Single BLOB many jason documents, how to parse

I have a huge binary, containing multiple json documents. Is there a way to parse them using jason (or any other json-parser) into a list?

eg, make the result of Jason.decode("{}{}") equivalent to Jason.decode("[{},{}]")?

1 Like

You asked specifically for using a parser to do it, but I’m not aware of any that can do that. You probably know better than I how to work with binaries and charlists, but anyway I would use something like this:

defmodule Test do
  def enlist_json(a), do: enlist(a, 0, "")
  def enlist(" " <> t, n, acc), do: enlist(t, n, acc)
  def enlist("{" <> t, 0, acc), do: enlist(t, 1, acc <> "{")
  def enlist("}" <> <<_:: binary-size(0)>>, 1, acc), do: enlist("", 0, acc <> "}")
  def enlist("}" <> t, 1, acc), do: enlist(t, 0, acc <> "},")
  def enlist("{" <> t, n, acc), do: enlist(t, n+1, acc <> "{")
  def enlist("}" <> t, n, acc), do: enlist(t, n-1, acc <> "}")
  def enlist(<<h :: binary-size(1) >> <> t, n, acc), do: enlist(t, n, acc <> h)
  def enlist("", 0, acc), do: "[" <> acc <> "]"
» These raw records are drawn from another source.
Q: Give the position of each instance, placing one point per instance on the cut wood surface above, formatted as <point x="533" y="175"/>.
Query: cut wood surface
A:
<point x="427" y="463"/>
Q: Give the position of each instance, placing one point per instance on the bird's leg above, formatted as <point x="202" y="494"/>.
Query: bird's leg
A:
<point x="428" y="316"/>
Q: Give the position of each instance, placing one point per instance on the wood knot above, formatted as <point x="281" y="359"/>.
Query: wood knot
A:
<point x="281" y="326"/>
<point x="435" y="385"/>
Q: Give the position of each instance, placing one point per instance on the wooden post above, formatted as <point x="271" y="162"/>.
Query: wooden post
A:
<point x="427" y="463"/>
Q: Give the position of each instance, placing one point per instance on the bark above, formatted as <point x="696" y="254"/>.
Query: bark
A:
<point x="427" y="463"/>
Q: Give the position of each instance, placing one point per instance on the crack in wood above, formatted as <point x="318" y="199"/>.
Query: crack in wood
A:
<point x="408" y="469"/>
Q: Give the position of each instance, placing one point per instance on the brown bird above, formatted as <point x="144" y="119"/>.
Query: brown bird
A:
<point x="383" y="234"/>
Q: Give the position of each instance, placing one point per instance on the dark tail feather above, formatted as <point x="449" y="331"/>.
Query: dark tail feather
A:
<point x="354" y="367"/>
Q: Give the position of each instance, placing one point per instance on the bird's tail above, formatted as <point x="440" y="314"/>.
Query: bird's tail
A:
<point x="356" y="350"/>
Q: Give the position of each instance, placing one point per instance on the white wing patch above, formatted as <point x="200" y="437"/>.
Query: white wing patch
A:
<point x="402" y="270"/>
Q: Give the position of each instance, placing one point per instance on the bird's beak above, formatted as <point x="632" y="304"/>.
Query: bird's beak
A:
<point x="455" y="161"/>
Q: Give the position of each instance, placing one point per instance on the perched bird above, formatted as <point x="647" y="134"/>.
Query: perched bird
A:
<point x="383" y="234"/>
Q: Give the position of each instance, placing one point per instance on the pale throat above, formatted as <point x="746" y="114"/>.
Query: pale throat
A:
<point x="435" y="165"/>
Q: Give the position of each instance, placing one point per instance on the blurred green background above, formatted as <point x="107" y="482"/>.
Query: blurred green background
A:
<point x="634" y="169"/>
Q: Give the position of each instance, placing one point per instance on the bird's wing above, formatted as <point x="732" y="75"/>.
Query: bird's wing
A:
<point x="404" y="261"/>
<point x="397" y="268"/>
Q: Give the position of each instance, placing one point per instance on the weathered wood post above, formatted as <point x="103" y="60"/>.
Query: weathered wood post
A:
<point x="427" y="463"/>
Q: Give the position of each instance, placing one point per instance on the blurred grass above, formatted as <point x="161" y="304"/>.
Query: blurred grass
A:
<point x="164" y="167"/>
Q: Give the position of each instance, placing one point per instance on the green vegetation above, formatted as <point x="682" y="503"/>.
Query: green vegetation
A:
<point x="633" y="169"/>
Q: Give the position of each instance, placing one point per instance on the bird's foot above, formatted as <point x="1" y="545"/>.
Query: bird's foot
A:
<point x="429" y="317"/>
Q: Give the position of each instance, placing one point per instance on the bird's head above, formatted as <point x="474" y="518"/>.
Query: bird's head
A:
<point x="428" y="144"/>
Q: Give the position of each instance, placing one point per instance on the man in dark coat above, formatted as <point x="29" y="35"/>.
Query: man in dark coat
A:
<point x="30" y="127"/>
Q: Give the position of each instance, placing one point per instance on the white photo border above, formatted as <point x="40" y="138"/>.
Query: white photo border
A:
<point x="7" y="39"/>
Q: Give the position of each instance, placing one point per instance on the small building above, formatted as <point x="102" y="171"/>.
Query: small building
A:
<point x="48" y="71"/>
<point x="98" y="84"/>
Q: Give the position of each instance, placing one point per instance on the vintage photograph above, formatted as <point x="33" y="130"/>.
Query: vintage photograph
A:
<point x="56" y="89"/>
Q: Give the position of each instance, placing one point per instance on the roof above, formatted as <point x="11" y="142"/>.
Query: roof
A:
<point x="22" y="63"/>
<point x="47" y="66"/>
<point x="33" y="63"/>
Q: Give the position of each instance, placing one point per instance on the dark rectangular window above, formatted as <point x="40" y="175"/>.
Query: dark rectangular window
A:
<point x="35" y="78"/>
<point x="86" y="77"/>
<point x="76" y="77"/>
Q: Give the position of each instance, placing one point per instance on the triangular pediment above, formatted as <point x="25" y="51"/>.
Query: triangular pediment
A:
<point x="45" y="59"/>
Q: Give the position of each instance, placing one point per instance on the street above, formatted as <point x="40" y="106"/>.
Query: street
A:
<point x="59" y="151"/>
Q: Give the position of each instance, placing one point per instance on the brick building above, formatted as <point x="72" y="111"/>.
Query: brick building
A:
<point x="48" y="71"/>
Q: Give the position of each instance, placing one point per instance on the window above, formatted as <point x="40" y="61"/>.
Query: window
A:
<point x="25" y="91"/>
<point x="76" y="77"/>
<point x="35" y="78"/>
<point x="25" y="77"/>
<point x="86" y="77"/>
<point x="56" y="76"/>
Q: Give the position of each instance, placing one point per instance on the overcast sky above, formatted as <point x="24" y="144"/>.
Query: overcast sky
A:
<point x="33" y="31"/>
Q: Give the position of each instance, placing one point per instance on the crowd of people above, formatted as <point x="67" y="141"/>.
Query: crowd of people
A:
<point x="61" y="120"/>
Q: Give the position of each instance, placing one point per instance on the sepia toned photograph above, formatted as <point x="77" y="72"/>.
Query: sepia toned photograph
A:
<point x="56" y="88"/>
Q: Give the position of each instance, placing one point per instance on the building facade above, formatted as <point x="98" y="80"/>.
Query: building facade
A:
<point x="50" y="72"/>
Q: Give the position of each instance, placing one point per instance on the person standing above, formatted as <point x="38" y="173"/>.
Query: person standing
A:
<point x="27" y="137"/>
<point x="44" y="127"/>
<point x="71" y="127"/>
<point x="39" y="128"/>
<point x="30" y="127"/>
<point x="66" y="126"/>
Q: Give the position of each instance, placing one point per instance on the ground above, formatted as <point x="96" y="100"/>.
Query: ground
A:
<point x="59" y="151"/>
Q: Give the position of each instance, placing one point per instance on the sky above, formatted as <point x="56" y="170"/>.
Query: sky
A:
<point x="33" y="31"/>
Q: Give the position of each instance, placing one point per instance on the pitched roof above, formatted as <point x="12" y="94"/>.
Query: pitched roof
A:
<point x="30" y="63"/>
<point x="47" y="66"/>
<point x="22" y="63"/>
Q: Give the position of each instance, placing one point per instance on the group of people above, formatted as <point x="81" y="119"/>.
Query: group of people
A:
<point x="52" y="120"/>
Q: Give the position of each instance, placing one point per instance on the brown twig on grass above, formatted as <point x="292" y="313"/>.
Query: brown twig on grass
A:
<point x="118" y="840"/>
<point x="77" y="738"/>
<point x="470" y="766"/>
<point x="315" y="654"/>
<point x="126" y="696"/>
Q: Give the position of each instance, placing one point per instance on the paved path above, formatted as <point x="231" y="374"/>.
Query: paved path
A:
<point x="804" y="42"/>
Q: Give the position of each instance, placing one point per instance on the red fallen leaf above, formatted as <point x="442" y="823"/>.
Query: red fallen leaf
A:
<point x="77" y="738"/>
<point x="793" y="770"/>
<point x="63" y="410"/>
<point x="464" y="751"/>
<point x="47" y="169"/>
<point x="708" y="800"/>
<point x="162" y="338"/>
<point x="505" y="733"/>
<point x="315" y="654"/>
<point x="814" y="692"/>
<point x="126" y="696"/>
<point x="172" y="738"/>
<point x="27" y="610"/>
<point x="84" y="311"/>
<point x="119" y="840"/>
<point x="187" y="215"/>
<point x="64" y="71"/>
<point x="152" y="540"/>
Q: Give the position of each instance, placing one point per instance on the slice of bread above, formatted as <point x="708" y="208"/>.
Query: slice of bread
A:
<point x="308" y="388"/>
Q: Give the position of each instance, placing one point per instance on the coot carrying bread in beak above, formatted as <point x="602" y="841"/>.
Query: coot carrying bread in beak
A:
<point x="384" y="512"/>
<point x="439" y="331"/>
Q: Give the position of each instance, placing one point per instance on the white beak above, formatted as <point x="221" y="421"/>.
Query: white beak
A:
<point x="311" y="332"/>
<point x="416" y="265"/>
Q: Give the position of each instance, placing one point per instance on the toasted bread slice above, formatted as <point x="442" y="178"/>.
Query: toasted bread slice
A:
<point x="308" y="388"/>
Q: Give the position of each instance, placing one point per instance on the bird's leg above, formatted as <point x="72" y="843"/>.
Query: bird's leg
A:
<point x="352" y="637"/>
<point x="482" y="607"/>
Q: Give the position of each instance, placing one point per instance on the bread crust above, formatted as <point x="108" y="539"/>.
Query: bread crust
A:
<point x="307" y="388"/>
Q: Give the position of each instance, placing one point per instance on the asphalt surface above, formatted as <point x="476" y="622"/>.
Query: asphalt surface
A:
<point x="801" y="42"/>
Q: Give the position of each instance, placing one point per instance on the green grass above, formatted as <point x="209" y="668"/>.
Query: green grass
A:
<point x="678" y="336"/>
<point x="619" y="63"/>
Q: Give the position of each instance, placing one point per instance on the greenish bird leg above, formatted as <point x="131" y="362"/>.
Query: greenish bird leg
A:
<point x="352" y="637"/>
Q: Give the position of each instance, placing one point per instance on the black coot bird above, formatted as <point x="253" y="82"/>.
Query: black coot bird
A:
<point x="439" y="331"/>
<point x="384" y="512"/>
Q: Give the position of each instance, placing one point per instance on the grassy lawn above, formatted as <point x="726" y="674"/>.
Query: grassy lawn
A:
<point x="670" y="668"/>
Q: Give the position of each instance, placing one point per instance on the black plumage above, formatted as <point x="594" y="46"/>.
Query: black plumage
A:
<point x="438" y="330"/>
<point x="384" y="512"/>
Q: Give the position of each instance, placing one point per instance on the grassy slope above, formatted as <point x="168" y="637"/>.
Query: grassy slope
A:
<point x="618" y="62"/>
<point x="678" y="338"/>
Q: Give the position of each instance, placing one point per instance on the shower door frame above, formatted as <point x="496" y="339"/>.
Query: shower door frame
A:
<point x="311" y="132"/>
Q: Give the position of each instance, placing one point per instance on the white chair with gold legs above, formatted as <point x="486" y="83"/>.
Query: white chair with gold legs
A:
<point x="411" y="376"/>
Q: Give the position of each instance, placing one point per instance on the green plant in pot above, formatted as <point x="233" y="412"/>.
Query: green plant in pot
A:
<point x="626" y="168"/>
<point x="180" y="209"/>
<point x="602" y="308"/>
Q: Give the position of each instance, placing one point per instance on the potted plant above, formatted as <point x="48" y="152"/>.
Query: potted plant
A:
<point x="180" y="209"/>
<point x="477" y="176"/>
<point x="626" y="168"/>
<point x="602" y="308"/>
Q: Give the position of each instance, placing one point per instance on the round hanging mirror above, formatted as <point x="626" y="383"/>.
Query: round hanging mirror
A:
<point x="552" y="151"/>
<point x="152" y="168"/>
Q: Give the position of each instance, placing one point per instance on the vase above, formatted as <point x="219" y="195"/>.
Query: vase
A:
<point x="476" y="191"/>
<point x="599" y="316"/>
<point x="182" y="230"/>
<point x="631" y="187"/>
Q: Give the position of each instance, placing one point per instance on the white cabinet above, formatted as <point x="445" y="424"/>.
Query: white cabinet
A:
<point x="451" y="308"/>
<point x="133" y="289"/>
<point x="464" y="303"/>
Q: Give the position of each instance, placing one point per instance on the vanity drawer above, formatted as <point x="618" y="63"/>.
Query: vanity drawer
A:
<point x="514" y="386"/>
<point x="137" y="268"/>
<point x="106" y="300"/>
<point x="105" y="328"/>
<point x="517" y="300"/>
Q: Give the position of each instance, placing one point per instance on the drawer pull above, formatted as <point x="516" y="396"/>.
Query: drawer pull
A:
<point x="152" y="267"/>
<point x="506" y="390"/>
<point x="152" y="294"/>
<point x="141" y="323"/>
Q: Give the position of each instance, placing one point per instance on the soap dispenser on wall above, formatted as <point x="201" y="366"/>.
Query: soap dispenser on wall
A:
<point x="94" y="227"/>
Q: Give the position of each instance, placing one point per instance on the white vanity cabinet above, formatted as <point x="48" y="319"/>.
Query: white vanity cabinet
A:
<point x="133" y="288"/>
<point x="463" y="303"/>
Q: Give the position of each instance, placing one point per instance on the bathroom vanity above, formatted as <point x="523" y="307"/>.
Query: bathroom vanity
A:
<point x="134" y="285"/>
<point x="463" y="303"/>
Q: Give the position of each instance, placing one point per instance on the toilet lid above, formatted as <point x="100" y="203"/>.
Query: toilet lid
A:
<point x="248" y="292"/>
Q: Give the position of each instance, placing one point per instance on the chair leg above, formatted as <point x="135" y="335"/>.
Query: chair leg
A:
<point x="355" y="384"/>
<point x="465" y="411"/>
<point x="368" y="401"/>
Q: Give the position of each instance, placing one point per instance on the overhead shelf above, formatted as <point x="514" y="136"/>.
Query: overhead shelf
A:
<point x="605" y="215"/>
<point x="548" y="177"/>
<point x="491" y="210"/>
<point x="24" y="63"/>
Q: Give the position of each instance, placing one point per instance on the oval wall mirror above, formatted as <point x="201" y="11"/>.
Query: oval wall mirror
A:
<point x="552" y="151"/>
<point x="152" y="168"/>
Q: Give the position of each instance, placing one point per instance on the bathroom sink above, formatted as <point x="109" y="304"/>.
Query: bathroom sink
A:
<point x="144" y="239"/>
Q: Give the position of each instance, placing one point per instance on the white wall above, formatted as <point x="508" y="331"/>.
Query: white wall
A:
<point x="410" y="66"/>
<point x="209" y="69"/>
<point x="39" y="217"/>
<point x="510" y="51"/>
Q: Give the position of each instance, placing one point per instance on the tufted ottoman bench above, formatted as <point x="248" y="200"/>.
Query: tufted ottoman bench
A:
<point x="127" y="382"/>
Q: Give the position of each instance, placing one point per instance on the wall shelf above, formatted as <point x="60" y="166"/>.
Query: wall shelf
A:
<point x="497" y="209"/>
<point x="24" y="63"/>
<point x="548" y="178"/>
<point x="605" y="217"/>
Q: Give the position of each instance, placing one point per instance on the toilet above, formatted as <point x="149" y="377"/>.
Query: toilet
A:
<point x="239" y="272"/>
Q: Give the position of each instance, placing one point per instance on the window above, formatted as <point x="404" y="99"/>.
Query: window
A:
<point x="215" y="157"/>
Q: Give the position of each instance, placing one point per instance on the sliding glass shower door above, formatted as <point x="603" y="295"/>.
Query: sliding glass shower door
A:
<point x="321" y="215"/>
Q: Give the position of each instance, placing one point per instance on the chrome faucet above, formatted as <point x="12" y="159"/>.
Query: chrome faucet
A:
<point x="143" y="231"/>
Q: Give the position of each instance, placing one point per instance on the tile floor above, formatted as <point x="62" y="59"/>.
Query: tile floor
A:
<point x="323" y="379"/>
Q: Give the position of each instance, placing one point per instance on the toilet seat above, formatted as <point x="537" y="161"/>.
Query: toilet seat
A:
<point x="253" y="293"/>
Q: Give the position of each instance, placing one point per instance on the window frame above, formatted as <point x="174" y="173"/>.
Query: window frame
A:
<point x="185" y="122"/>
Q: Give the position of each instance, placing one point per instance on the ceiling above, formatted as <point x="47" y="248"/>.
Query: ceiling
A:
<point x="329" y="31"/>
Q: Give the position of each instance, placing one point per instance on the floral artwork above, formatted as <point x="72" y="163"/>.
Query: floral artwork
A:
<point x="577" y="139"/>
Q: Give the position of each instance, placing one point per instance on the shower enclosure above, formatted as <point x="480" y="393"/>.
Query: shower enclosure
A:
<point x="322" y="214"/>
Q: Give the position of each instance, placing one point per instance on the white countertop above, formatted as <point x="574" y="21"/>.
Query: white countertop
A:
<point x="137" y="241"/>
  def charlist_json(a), do: charlist(a, 0, [91])
  def charlist([125 | []], 1, acc), do: List.to_string(Enum.reverse([93, 125 | acc]))
  def charlist([32 | t], n, acc), do: charlist(t, n, acc)
  def charlist([123 | t], 0, acc), do: charlist(t, 1, [123 | acc])
  def charlist([125 | t], 1, acc), do: charlist(t, 0, [44, 125 | acc])
  def charlist([123 | t], n, acc), do: charlist(t, n+1, [123 | acc])
  def charlist([125 | t], n, acc), do: charlist(t, n-1, [125 | acc])
  def charlist([h|t], n, acc), do: charlist(t, n, [h | acc])

  
end

str = "{ \"a\": { \"b\": 2, \"c\": { \"d\": 1 } } }{\"a\": 2, \"b\": { \"c\": 4 }}{ \"a\": { \"b\": 2, \"c\": { \"d\": 1 } } }{\"a\": 2, \"b\": { \"c\": 4 }}{ \"a\": { \"b\": 2, \"c\": { \"d\": 1 } } }{\"a\": 2, \"b\": { \"c\": 4 }}{ \"a\": { \"b\": 2, \"c\": { \"d\": 1 } } }{\"a\": 2, \"b\": { \"c\": 4 }}{ \"a\": { \"b\": 2, \"c\": { \"d\": 1 } } }{\"a\": 2, \"b\": { \"c\": 4 }}{ \"a\": { \"b\": 2, \"c\": { \"d\": 1 } } }{\"a\": 2, \"b\": { \"c\": 4 }}"

Benchee.run(
  %{"string" => fn -> Jason.decode!(Test.enlist_json(str)) end,
    "charlist" => fn ->
      charlist_str = String.to_charlist(str)
      Jason.decode!(Test.charlist_json(charlist_str))
    end},
  time: 20
)

I don’t know though if charlist is faster for this case where the binary is small itself, and if the charlist being the same if it’s held in memory while for the binary it might not? I think you would need to benchmark them with some real variable blobs and see for yourself, with this setup charlists were faster:

Name               ips        average  deviation         median         99th %
charlist       45.36 K       22.05 μs   ±116.55%          20 μs          67 μs
string         28.64 K       34.92 μs    ±45.31%          32 μs          74 μs

Comparison: 
charlist       45.36 K
string         28.64 K - 1.58x slower
1 Like

Yeah, I went this route as well (though splitting the blob into many strings I Enum.map/2 over), but it annoys me, that I have to do pretty much the same thing the parser does anyway (counting parens that are not in a string).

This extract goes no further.